The reason high-tax countries go after absconded profits in other high-tax countries is that it’s more easily done. The authors use as an example France. One euro brought back to France is worth the same whether it comes from Germany or from Bermuda, they write, but “it is easier for the French tax authority to relocate one euro booked in Germany, for three reasons.” First, the authors say, information is more readily available on the profits booked in Germany, “while no or little information typically exists on the profits booked in Bermuda.” Second, France will succeed in getting the profits because MNCs probably won’t spend the time or effort fighting tax authorities. That’s because for them, “whether profits are booked in France or Germany makes little difference to their global tax bill, since the tax rates in France and Germany are similar.”

Finally, France and Germany are friends and euro colleagues. “If there is a dispute between France and Germany, it is likely to be settled relatively quickly through the dispute resolution agreements in force among OECD countries and EU countries.”

Ultimately, the effort to claw back profits from Germany “crowds out the correction of transfer prices involving transactions between France and low-tax countries.” Corrections from low-tax havens are harder to make because there is not as much data on profits booked in them, they costlier due to firms needing legal help to defend their transfer pricing plans, and take more time because a lack of cooperation.

The authors back up their claims about the size of shifted profits by analyzing the data from tax havens. Until recently, the authors say, data published by tax havens “were too limited to conduct this exercise meaningfully.” But more recently the OECD and the IMF have stepped in to help coordinate and compile the data. Included in the data sets is the amount of wages paid by affiliates of foreign multinational companies and the profits these affiliates make. With this data the authors were able to analyze “a simple macro statistic,” the ratio of pre-tax corporate profits to wages.

What it told them is that in non-tax-haven countries, “foreign firms are systematically less profitable than local firms.

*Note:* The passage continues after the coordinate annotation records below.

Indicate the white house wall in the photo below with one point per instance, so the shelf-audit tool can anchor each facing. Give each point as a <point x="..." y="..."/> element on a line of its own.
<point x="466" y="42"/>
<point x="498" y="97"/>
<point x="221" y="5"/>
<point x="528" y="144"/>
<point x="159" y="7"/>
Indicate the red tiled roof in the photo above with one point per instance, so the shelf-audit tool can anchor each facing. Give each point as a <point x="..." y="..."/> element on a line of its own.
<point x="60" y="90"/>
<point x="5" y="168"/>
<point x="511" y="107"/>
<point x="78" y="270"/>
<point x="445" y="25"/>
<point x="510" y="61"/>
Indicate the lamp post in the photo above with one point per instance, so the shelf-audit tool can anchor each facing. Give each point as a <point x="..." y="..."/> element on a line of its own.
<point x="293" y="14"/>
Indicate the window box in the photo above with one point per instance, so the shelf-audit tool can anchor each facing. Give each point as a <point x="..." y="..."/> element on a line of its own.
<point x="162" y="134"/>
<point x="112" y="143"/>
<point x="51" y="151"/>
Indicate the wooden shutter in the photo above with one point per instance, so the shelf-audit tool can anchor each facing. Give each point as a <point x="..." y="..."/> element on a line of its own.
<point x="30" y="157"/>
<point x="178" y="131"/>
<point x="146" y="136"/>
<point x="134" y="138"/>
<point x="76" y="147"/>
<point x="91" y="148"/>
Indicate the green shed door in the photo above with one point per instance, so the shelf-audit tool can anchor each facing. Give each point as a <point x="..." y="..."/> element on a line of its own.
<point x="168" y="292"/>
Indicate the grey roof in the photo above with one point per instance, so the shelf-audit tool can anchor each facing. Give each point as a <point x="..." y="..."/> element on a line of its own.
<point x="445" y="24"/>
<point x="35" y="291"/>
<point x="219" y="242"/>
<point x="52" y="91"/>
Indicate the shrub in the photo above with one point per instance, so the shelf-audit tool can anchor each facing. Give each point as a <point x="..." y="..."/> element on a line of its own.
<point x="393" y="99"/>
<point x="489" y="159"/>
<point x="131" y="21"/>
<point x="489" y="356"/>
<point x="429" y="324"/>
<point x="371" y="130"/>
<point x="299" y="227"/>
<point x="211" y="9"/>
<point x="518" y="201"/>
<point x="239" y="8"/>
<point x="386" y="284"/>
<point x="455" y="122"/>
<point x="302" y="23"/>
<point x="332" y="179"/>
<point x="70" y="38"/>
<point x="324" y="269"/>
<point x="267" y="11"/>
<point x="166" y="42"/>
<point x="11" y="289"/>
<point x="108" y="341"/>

In tax havens, by contrast, they are systematically more profitable—and hugely so. While for local firms the ratio of taxable profits to wages is typically around 30%–40%, for foreign firms in tax havens the ratio is an order of magnitude higher—as much as 800% in Ireland. This corresponds to a capital share of corporate value-added of 80%–90% (vs. around 25% in local firms).”

What this means, the authors hypothesize, is that tax havens with high profits-to-wage ratios can be explained by “shifting effects.” This gets them to the big statistic, that nearly 40% of multinational profits, that is, those “defined as profits made by multinational companies outside of the country where their parent is located” were shifted to tax havens in a given year. This was equivalent to about $600bn in profits in 2015.